裏切りの少年
「神山博士。
しばらく、『超越者』を預かってもらえませんか。
その最終調整や誕生した後、もし産まれてくる子供に問題があった場合、先生しか助ける人がいない」


俺が神山博士に言った。


「養育費のために3億を用意しました。
神山博士が『超越者』研究の資金が欲しければ、それ以上のお金も用意します。
是非、ご検討をお願いします」


神山博士は首を回しながら、考えた。


「うん。
まぁ、前金が研究費だから、それ以上はいらないけど。
どうしようかな」


神山博士の首を回す速度が速くなった。


「いいよ」


回すのを止め、神山博士は答えた。


「ありがとうございます」

「でも条件がいくつかある」

「なんでしょう」


俺は神山博士を見た。


「一つ目が研究に使いたい。
例の『時空間の歪み』、つまり、第六の系統『時空』を研究したい。
大丈夫。
痛いことはしない。
ただ『できるのか』を確認するだけだから」

「はぁ………」


俺は頷いた。


「他には………」

「そうだな。
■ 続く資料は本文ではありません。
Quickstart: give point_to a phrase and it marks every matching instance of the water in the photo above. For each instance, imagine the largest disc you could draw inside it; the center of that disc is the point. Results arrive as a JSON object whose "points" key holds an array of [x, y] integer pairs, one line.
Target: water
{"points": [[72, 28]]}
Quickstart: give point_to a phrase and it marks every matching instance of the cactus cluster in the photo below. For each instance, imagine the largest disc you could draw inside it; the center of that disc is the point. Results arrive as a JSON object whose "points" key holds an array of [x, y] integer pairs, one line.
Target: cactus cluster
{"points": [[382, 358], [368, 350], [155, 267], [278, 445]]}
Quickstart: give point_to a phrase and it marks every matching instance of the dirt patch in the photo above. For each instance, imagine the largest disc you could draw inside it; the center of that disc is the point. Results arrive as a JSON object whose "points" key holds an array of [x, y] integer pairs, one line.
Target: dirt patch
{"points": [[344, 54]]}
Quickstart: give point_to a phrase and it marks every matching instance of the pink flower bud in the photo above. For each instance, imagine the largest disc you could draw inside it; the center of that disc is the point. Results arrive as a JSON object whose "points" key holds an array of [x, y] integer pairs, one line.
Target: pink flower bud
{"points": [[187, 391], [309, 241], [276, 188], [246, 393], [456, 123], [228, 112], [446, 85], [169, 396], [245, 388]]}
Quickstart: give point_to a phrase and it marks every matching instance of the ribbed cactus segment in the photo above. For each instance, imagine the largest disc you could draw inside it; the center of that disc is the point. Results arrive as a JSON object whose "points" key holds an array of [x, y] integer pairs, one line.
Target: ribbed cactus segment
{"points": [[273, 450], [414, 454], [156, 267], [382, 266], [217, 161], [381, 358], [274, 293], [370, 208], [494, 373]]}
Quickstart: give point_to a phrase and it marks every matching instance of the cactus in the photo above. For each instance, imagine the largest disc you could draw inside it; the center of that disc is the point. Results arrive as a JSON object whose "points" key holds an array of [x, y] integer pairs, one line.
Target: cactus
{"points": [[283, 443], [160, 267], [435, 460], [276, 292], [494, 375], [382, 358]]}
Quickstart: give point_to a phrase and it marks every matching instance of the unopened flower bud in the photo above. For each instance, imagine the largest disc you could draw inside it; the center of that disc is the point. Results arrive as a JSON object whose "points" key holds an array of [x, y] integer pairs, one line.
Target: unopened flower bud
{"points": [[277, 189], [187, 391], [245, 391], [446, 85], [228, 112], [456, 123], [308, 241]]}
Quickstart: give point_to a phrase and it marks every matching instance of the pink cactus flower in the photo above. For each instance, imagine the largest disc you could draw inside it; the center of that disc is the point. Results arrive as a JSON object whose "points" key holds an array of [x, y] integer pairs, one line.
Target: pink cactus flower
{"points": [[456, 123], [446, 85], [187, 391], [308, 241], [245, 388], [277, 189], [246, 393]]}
あの子の名前を決めてよ。
『超越者』だと呼びにくい」

「………そうですね」


俺はソファーから立ち上がり、『ドライブシステム』の方へ寄った。
神山博士も俺の後に付いてきた。
『ドライブシステム』の中に入っている卵を見ると、卵は浮いていた。
きっと、装置が快適な環境を作っているのだろう。
この卵から生まれる子供は、これから大きな戦いをする。